Prompt injection protection
Detect and block prompt-injection attempts before they reach the model.
Prompt injection is the most common attack against LLM-backed products. Gateway scores every inbound prompt and outbound completion against a tuned classifier, surfaces detections in the dashboard, and - when configured to enforce - blocks or redacts requests above your threshold.
Modes
PI protection has three modes, set per organization:
Roll out PI protection in alert mode first. Watch the Alerts tab for a week, tune your thresholds and allowlist, then flip to block.
How detection works
Gateway scores prompts using a fine-tuned DeBERTa v3 classifier hosted as a sidecar to the data plane. Each request gets a score from 0.0 (clean) to 1.0 (almost certainly injection). The score is compared against two thresholds:
Scores between the two thresholds are recorded but do not trigger enforcement. The defaults were calibrated against the deepset, jackhhao, and an internal customer dataset to hit a 1% false-positive rate.
pi_pass_threshold must always be less than or equal to pi_block_threshold.
Actions on detection
Two action settings control what happens when a detection crosses the block threshold:
pi_input_action- applied when the inbound prompt is flagged. Default:block.pi_output_action- applied when the model’s response is flagged. Default:redact.
Each accepts one of five values:
Allowlist patterns
Some legitimate workflows look like injection - for example, security researchers querying a model about jailbreak techniques, or a customer-support tool that summarizes spammy emails. To suppress those false positives, configure an allowlist of regex patterns. Any prompt that matches at least one pattern bypasses the classifier.
Limits:
- Up to 50 patterns per org.
- Each pattern can be up to 200 characters.
- Patterns must compile as valid Python regex (
re.compile). Invalid patterns are rejected on save.
Allowlist matches are also logged so you can audit what’s being suppressed.
Configuring PI protection in the dashboard
Open Security → Prompt Injection in the Merge Gateway dashboard and configure:
- Mode (
off/alert/block) - Block and pass thresholds
- Input and output actions
- Allowlist patterns
- A “safer” vendor for the
routeaction, if used
Only org admins with the MANAGE_ORG_SETTINGS permission can change PI settings. Every change is written to the audit log.
Security alerts
In alert and block modes, every detection generates a security alert visible under Security → Alerts in the dashboard. Each alert includes:
- Timestamp and request ID
- Mode at the time of the event (
alert/block) - Classifier score and the configured thresholds
- The action that was applied (
observe,redact,route,block,escalate) - The triggering segment of the prompt or completion
Alerts are indexed in the same store as the request log, so you can filter by customer, project, or API key when investigating a spike.
The full triggering text is stored on the alert by default. If you handle sensitive prompts, set pi_log_full_text_on_block: false to redact the text from the alert record while keeping the metadata.
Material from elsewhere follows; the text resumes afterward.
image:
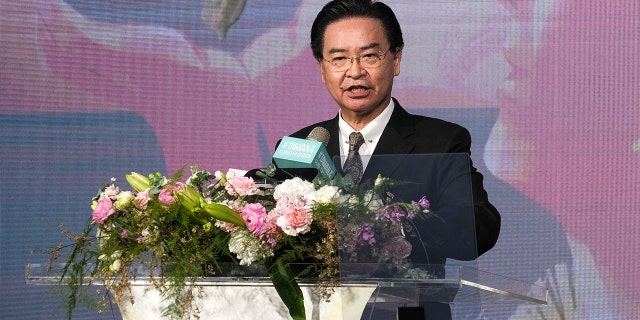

What a blocked request looks like
When PI protection blocks an inbound prompt, Gateway returns HTTP 400 with a stable signal you can match on:
Output blocks return the same shape with a pi_output_blocked code. The stable detection signal is the code field - pi_blocked / pi_output_blocked - which is stable across releases.
FAQ
Does PI protection add latency?
The classifier sidecar adds a few milliseconds per request - negligible compared to LLM inference. The classifier runs in parallel with policy resolution where possible.
What happens when the classifier sidecar is unreachable?
By default, Gateway fails open: if the sidecar errors or times out, the request proceeds as if no detection occurred. Set pi_fail_closed: true to reject the request instead - appropriate for high-stakes workloads where any inference is unacceptable when scanning is degraded.
Can I tune the thresholds per project or per customer?
PI protection is an org-level setting in the current release. Use Projects and customer-scoped blocklist rules to apply different routing decisions to different traffic, but the classifier thresholds themselves are org-wide.
How is PI protection different from DLP?
DLP scans for structured sensitive data like SSNs, credit cards, and API keys. PI protection scans for adversarial intent - prompts trying to override system instructions, leak training data, or exfiltrate prior conversation. Run both for full coverage.
Where is the detection score stored?
Every request gets a pi_score field on its log entry, regardless of mode. That means you can backfill an analysis even if you ran in off mode - re-enable alert and the score starts populating.